日本企業に求められる「マシーン・リーダブル」な情報発信
ここで課題となるのが、日本企業のWebサイトやドキュメントの構造です。多くの国内企業では、重要な製品仕様や約款、マニュアルがいまだに「画像化されたテキスト」や「構造化されていないPDF」で公開されています。人間には読めても、AI(クローラーやインデクシングを行うボット)にとっては意味を抽出しにくい形式です。

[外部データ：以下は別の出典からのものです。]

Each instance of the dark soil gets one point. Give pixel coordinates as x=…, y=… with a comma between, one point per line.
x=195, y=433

「GEO(Generative Engine Optimization)」と呼ばれる新しい最適化の概念では、キーワードの詰め込みではなく、情報の論理性、権威性、そして構造化データの整備が重要視されます。AIが自社製品を正しく理解し、ユーザーに推奨できるようにするためには、広報・マーケティング部門だけでなく、IT・エンジニアリング部門が連携し、自社のデジタル資産を「AIが理解できる形式(Machine Readable)」に整備し直す必要があります。
日本企業のAI活用への示唆
AIエージェント時代における外部への情報戦略について、日本企業の実務者が意識すべき点は以下の3点に集約されます。
- 「AIからの見え方」を監査する:
主要なLLMやAI検索エンジン(ChatGPT, Perplexity, Copilot等)で自社製品やサービスがどのように説明されているか、定期的にモニタリングする体制を整えること。誤った情報が出力される場合、公式サイトの構造化データ(Schema.orgなど)を見直し、AIが正しい情報を取得しやすい環境を作る必要があります。 - 一次情報のデジタル整備とAPI連携:
PDFや画像内のテキストはAIによる誤読の原因となります。スペックや価格、サポート情報などの重要データはHTMLテキストや構造化データとして記述し、可能であればプラグインやAPIを通じてAI側に正確なデータを提供する仕組みを検討すべきです。これは社内向けRAGの精度向上にも直結します。 - 「信頼性」を資産化する:
生成AIは確率論で言葉を紡ぐため、曖昧な情報は淘汰されるか、誤って解釈されます。日本企業が強みとする「正確性」や「詳細な仕様」を、AIが学習・参照しやすい明確なコンテキストで発信し続けることが、結果としてAI時代におけるブランドの「シェア・オブ・ボイス(発言量・占有率)」を高めることにつながります。